On the other hand, search sends fewer conversions and they’re more expensive on a cost-per-conversion. However, those conversions close into won customers, who deliver lots of revenue, at a very high rate.
Knowing this, you can make more strategic decisions. Maybe you don’t have the budget or personnel to focus on both social and search. And the outcomes have revealed that it’s better to focus on search because that’s where you’re driving the most revenue.
Closed-loop marketing shows you which campaigns and channels drive the most revenue, according to the revenue attribution model you use.
It also shows you which drive the?least?revenue.
In other words, revenue data shows you which of your efforts are generating a return on your investment and which are simply wasting your budget, providing the information you need to cut spending on underperforming campaigns.
Without knowing which customers convert, it’s very difficult to form a complete picture of your customer buying journey. You can make educated guesses or interview a handful of customers, but there’s no guarantee that what you come up with reflects the actual journey your customers take.
One of the best things about consolidated marketing and sales data is that you can see every single interaction customers had with your brand—from their first anonymous visit to the day they signed the check.
What campaigns did they interact with? What pages did they visit on your site? Did they request a demo, sign up for your newsletter, or visit your contact page and call?
Of course, you can do that without revenue data too, but only for the journey from being an anonymous visitor to becoming a known lead.
With closed-loop marketing, you can isolate that information down to only those individuals who became your most valuable customers, find consistencies in the journeys they took, and map out a new journey that guides prospects through an ideal experience.
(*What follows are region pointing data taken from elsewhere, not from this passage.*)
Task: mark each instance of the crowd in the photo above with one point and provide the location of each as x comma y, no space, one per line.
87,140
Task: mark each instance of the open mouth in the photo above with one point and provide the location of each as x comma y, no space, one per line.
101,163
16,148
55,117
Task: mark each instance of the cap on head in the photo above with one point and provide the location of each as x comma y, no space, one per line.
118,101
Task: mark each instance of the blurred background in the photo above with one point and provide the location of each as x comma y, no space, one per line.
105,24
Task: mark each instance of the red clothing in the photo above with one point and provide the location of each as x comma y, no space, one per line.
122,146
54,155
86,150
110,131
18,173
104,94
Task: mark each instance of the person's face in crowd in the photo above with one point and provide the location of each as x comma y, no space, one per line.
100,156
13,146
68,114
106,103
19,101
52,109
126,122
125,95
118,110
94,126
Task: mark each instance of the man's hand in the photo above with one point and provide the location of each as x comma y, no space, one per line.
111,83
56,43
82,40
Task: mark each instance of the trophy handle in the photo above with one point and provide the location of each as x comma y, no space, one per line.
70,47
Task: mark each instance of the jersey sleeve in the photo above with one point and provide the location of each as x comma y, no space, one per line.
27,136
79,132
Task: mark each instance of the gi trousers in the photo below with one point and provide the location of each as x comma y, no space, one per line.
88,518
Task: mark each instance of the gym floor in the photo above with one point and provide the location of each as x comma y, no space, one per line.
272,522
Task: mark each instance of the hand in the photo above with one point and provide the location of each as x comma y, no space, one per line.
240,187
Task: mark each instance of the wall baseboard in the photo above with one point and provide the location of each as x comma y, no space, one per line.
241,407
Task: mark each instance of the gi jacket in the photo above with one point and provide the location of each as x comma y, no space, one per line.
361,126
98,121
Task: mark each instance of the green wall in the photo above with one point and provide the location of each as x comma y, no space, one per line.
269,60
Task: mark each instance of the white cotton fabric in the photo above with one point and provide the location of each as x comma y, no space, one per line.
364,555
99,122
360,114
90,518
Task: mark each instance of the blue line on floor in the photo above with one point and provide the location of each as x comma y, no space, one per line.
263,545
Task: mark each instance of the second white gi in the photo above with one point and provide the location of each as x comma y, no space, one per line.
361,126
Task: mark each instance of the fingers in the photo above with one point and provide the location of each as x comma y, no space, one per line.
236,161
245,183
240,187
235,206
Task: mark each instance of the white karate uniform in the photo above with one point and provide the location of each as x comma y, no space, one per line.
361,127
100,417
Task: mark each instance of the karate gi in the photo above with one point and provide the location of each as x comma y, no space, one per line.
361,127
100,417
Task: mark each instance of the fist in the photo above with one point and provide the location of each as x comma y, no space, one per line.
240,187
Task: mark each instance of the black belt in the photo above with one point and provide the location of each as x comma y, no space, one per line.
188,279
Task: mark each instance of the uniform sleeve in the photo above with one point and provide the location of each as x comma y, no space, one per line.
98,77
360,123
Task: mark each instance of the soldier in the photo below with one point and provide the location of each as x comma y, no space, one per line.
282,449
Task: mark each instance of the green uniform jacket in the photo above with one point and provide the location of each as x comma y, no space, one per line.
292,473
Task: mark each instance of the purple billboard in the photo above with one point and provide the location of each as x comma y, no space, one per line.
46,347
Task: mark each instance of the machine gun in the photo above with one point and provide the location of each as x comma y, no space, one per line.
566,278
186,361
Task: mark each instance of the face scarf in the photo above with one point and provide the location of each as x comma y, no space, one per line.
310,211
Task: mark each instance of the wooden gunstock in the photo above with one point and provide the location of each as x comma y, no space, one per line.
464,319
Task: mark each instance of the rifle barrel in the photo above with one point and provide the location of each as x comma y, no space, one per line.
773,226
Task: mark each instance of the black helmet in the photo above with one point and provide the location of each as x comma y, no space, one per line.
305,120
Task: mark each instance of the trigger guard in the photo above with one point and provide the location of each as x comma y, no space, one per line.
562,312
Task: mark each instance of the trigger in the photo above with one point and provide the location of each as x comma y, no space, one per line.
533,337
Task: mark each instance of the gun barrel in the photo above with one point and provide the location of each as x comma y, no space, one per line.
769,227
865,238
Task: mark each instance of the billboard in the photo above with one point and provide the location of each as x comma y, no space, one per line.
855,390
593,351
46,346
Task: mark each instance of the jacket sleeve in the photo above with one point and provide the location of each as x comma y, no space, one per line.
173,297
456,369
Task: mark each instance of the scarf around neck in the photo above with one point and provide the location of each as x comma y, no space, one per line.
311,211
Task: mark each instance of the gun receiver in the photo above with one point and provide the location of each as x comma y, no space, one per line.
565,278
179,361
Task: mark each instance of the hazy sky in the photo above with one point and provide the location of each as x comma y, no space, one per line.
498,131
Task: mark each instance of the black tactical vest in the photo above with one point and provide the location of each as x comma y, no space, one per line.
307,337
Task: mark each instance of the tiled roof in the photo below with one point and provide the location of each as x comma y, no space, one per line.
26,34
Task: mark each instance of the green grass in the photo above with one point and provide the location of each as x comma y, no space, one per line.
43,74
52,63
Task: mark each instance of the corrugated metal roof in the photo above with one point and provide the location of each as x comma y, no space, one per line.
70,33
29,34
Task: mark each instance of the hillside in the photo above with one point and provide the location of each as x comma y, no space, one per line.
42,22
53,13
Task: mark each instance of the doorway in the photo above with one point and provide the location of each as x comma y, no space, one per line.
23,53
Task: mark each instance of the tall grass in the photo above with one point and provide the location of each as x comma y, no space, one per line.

with CLM, marketing and sales teams form a partnership. Sales benefits because marketing’s data feeds into sales’ CRM, letting sales reps see what products, services, and features prospects are interested in.
This lets them craft more targeted and personalised sales pitches.
Marketing teams see which of their initiatives generate the most conversions and can use that information to send sales more qualified leads.
This means more commissions for sales teams, proving the value of collaborating with marketing.
Marketers not only get a strategic partner in sales, but also the data they need to prove that all of their hard work has a positive impact on the company’s bottom line.